Im Sog der Villa
Das GartenzimmerAndreas Schäfer spannt in „Das Gartenzimmer“ einen zeitlich weiten und fiktiven Bogen um die 1909 von Max Taubert entworfene „Villa Rosen“. Architektonisch ein kleines neoklassizistisches Meisterwerk in ...
Andreas Schäfer spannt in „Das Gartenzimmer“ einen zeitlich weiten und fiktiven Bogen um die 1909 von Max Taubert entworfene „Villa Rosen“. Architektonisch ein kleines neoklassizistisches Meisterwerk in Berlin-Dahlem, bewohnten es zuerst der Professor Adam und seine Frau Elsa Rosen. Viel später ziehen Frieder und Hannah Lekebusch mit ihrem Sohn Luis in das denkmalgeschützte und renovierungsbedürftige Kleinod ein. Kostenaufwändig in den Originalzustand versetzt, lernt der Leser die Familie Anfang der 2000er-Jahre in der Villa kennen. Das Haus scheint einen sirenenhaften Sog zu besitzen, denn schon zu Zeiten der Rosens gingen hohe Persönlichkeiten ein und aus, was die spätere Gästeliste beweist.
Doch neben den detailreichen und sehr bildhaften architektonischen und landschaftlichen Beschreibungen legt Schäfer den Augenmerk auf die Schicksale der Bewohner dieser divenhaften Villa. Adam und Elsa haben ihren jugendlichen Sohn bei einem Schwimmunfall verloren – Elsa ist seitdem traumatisiert von uniformten Männern, haben damals Polizisten ihren toten Sohn auch noch malträtiert. Frieder und Hannah kämpfen mit Eheproblemen – während sie perfektionistisch das Haus vermarktet, Ausstellungen darin organisiert und Hausführungen durchführt, malt er lieber Bäume und wird später eine andere, jüngere Frau heiraten und das Haus bewohnen. Sohn Luis ist die Villa suspekt, er hat Ängste und spürt unterschwellig Böses in den Räumen. Er wird mit der hübschen Tochter der Haushälterin eine Beziehung eingehen und außerhalb der Villa sein Leben als Antiquitätenverkäufer meistern. Bis ihn die Trennung von Ana mit seinen Urängsten konfrontiert. Und er scheint unterschwellig die feinste Ader zu besitzen, denn im Gartenzimmer der Villa wurden im Zweiten Weltkrieg Räume beschlagnahmt und von Nationalsozialisten zu abscheulichen „Rassebestimmungen“ und Menschenexperimenten an Kindern zweckentfremdet.
Nach und nach legt Andreas Schäfer in Zeitsprüngen die Geschehnisse in der Villa dar –Tragödien, aber auch subtile, zwischenmenschliche Schwingungen, Liebschaften, Sehnsüchte und Verhaltensweisen in unterschiedlichen, geschichtlichen Zeiten. Elsa Rosen hatte im Krieg unter Bombenbeschuss und Hausbesetzung ganz andere Probleme als die Familie Lekebusch und trotzdem verbindet sie die Zeit in dem Haus und später aufgefundene Briefe.

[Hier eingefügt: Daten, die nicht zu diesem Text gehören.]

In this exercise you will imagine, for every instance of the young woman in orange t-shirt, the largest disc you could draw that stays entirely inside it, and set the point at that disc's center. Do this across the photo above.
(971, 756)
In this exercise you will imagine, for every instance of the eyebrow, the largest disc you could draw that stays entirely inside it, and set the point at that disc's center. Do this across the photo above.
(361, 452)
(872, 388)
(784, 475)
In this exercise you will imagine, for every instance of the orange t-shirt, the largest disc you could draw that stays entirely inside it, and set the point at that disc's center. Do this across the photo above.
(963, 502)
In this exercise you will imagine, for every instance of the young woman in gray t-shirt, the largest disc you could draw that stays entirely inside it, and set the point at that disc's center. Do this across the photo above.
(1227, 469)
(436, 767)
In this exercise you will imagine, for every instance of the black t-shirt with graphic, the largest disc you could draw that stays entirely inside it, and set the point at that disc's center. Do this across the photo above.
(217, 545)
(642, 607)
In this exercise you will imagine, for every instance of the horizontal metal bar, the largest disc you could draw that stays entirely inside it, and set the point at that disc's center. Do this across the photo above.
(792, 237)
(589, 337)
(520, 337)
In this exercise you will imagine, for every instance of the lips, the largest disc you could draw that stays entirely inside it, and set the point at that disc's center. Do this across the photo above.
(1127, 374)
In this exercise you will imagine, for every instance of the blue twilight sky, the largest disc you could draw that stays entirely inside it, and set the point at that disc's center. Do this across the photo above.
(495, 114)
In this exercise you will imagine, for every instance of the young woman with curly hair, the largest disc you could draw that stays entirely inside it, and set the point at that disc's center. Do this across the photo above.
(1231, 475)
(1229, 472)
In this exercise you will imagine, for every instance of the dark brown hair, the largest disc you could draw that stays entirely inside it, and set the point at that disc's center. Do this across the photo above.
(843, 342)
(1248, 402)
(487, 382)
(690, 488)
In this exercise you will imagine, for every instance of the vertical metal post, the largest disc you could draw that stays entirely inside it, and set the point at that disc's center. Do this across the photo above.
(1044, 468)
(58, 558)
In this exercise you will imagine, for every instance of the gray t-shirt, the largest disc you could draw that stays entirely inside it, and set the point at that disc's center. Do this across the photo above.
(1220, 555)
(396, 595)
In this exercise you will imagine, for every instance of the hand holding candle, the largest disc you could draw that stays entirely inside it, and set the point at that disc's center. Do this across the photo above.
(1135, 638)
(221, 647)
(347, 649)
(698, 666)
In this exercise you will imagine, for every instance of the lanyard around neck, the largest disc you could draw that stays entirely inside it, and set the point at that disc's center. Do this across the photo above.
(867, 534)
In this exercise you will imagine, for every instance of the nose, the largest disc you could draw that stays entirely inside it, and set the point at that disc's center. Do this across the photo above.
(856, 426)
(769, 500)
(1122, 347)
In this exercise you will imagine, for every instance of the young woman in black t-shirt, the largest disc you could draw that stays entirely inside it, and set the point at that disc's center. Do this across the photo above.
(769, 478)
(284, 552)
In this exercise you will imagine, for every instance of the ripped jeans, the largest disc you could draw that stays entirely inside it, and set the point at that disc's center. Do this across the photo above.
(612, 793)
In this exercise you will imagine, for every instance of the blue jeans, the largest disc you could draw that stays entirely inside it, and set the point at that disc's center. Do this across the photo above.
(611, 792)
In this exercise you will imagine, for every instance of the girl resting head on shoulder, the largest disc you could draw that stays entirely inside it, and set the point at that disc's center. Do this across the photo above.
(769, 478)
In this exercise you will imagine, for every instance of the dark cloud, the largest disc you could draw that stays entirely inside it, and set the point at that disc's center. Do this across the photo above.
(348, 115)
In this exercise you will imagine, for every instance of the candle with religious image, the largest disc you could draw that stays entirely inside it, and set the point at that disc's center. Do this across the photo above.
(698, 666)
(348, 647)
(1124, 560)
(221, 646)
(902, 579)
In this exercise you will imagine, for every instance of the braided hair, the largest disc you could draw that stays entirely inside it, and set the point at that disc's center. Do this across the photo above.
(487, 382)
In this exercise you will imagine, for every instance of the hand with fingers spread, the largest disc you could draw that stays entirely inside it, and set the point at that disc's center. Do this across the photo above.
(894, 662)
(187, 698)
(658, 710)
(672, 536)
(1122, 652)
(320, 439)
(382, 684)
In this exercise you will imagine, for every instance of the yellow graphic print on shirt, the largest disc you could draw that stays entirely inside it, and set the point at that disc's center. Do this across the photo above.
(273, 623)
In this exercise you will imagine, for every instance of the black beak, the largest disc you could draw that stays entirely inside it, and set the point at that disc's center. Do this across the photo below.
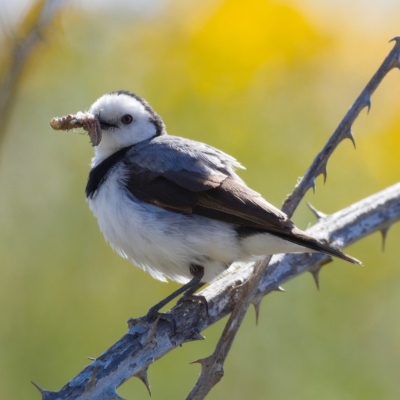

Der Architekt Max Taubert sollte später noch zu Ruhm gelangen, nach seiner Planung der Villa ereilen aber auch ihn berufliche und private Probleme.
Auflösen werden sich diese Probleme und Tragödien am Ende des Buches nicht – doch der Leser war Teil einer Bewohnerschaft zu unterschiedlichen Zeiten, die sich dem „Fluch und dem Segen“ dieser traumhaften, fast schwebenden Villa nicht entziehen konnten und ihren Anteil zu lernen hatten. Das alles schafft Schäfer mit viel feinfühligem Gespür für Atmosphäre und Ausschweifendes für Nebengeschichten. Hier hat mir am besten gegen Ende des Romans die Geschichte von Luis und Ana gefallen – zart und poetisch beschreibt Schäfer das Scheitern der Beziehung, aber auch das Wiederannähern von Vater und Sohn.
Ein sehr schön und flüssig geschriebener Roman und fast schon voyeuristischer Einblick hinter die Mauern einer Diva, in das Leben anderer und in gut recherchierte Zeitgeschichte, Politik und Kultur. Am liebsten würde ich weiterlesen und weiterhin zuschauen.